Desta vez precisamos ser muito rígidos, porque não estamos diante de uma gripe ou uma expectoração. Temos que evitar que a infecção se espalhe, para não fechar colégios inteiros. As crianças do ensino infantil, fundamental e médio não podem ter uma educação unicamente on-line, por isso precisamos ser extremamente cauteloso com as medidas de distanciamento e de autoproteção nas escolas, e estabelecer as pequenas “bolhas”.

Isso também vale para nosso contexto particular como cidadãos.

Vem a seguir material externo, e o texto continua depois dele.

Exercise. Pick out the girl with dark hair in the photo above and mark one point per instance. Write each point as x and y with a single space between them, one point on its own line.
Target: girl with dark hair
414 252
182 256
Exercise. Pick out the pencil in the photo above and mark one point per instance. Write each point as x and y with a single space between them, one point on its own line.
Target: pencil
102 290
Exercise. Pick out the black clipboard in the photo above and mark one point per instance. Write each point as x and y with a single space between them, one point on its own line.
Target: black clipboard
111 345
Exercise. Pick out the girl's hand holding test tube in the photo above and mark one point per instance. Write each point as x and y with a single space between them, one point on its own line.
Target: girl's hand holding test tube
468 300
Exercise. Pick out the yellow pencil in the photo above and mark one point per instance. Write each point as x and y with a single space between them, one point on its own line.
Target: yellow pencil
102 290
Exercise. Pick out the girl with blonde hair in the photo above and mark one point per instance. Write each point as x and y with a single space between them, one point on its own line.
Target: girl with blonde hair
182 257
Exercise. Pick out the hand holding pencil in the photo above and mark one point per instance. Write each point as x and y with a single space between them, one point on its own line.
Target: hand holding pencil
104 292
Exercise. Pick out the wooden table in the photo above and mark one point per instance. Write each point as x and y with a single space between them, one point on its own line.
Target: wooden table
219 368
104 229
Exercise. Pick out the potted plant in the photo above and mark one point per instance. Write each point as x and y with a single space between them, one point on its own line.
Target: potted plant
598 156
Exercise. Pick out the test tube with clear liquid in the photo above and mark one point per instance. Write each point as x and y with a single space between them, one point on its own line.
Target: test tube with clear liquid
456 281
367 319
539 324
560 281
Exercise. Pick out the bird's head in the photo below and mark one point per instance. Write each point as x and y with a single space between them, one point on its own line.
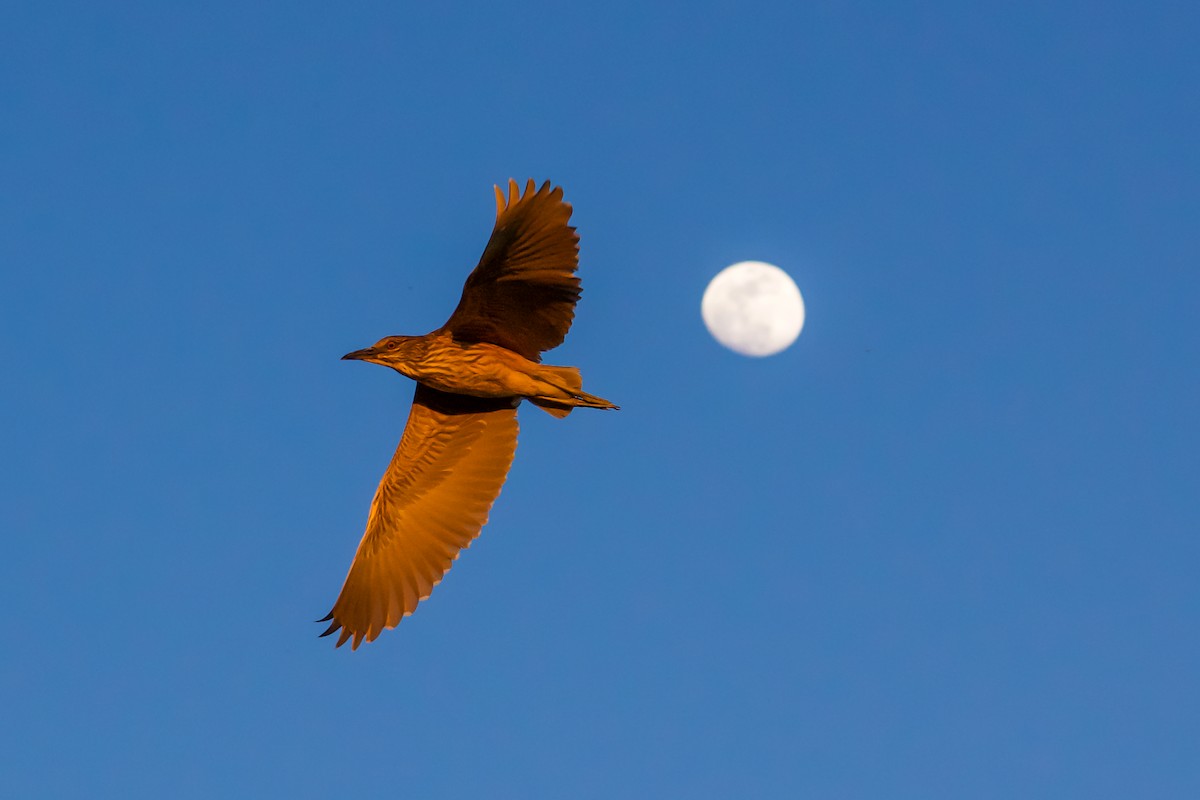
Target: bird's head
395 352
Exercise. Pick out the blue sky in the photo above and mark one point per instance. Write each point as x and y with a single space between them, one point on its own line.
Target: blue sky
943 546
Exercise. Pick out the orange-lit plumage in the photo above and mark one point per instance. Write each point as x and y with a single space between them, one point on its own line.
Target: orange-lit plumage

Nossa rede social precisa ser menor, para sermos capazes de detectar surtos e monitorá-los corretamente. Máscaras, limpeza absoluta, controle das distâncias e bolhas nas aulas.

 

Mesmo se as aulas retornarem, há riscos em outros locais, como os locais comuns, transportes, refeitórios etc. Como é possível garantir uma proteção adequada aos alunos?

Precisamos ser criativos. Cada centro tem suas peculiaridades. É necessário estabelecer bolhas em grupos físicos, mas também temporários. Tentar fazer com que os refeitórios tenham turnos, e pensar que o fundamental agora é garantir um treinamento regrado. Talvez seja necessário abdicar das atividades extraescolares e até mesmo do refeitório caso uma escola não consiga aplicar essas medidas. Cada escola conhece suas instalações, e se é possível aproveitar espaços público, prédios municipais cedidos para ampliar os espaços etc.

 

E o que aprendemos com isso tudo?

Queria poder responder se a Covid vai durar para sempre e se teremos resolvido essa questão de saúde até o outono do ano que vem. Mas hoje, não sei responder. O que pude comprovar com esses meses de pandemia [cinco na Espanha, até o fim desta entrevista] é que progredimos muito. Não podemos nos castigar por não termos uma solução para o próximo outono. Entretanto, avançamos muito em termos de conhecimento, sabemos muito a respeito da resposta imunológica (em março sabíamos muito pouco) e agora temos evidências mais sólidas.

Temos que apostar no investimento em saúde e em ciência em geral. Lembro que, com a SARS e o MERS, quando se percebeu que sua expansão estava controlada, houve uma interrupção em toda a pesquisa a respeito das vacinas. Se tivéssemos apostado nelas, então a pesquisa para a Covid teria sido muito mais rápida.